Writing about the pros and cons of being clipped on in such conditions is certainly worthwhile. But as we were already past deadline, and it wasn't yet factually clear as to who was and wasn't clipped on, and with or without what, it hardly seemed like the proper time for such a discussion.
Writing about such sailing tragedies is often more difficult than it seems on the surface. Managing Editor John Riise explains in this month's Sightings.
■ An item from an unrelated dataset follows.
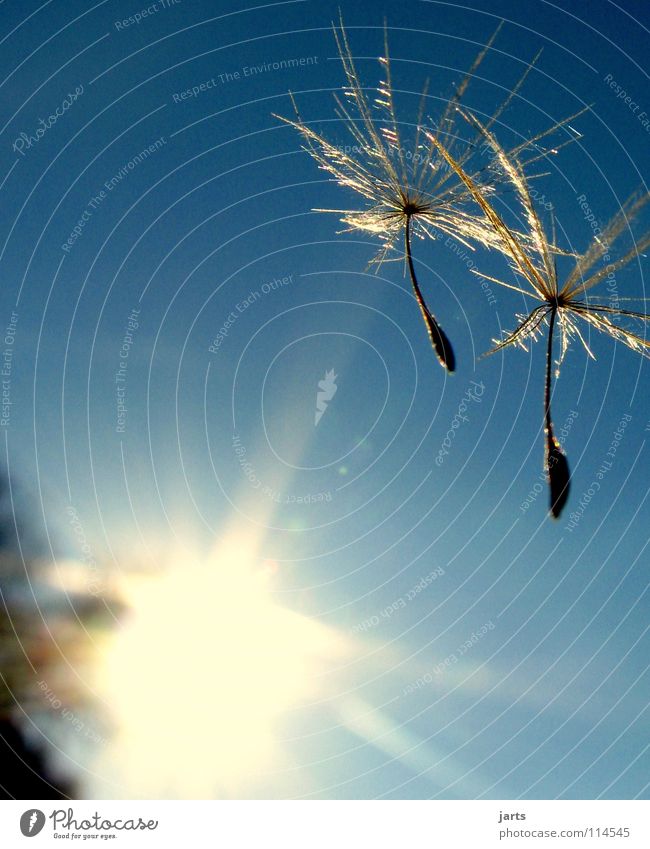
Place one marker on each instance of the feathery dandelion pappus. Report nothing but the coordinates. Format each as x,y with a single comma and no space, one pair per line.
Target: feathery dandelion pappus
533,261
409,189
It's interesting that according to this letter, Randy Reid, Eric Reid's father, provided a clear description of the incident on SailNet's Newport email list. Unfortunately, the archived posts don't seem to go back that far - ending at 12/2004.
08-31-2007 12:46 PM
sailingdog Yes, staying on the boat is far better than falling and floating around... especially if you're singlehanding.

Quote:
Originally Posted by arbarnhart View Post
I read a discussion about safety devices one time and one very experienced cruiser was defending his opinion that the tether was more important than the PFD by saying that in the open ocean if you are single handing or even if you have crew in bad conditions, being untethered but wearing a PFD just increases the chance that you will still be alive when the sharks find you.
08-31-2007 12:18 PM
arbarnhart I read a discussion about safety devices one time and one very experienced cruiser was defending his opinion that the tether was more important than the PFD by saying that in the open ocean if you are single handing or even if you have crew in bad conditions, being untethered but wearing a PFD just increases the chance that you will still be alive when the sharks find you.
08-31-2007 12:01 PM
sab30 The article would have never changed my mind...Im over cautious..as soon as the boat is moving my wife and I both have mustang vests on..they are comfortable and easy to wear without getting in the way of anything..small price to pay for "what if" Accidents cant be planned. I am also over cautious on the tether as I dont yet trust my wifes skills at a MOB procedure in a life threatening situation. I clip in early and often..just wanted opinion and the one about the knife is great. I never thought about carrying one but it sounds like a great idea.

Was there a report as to what actually happened to this boat? What were the factors that caused it to occur?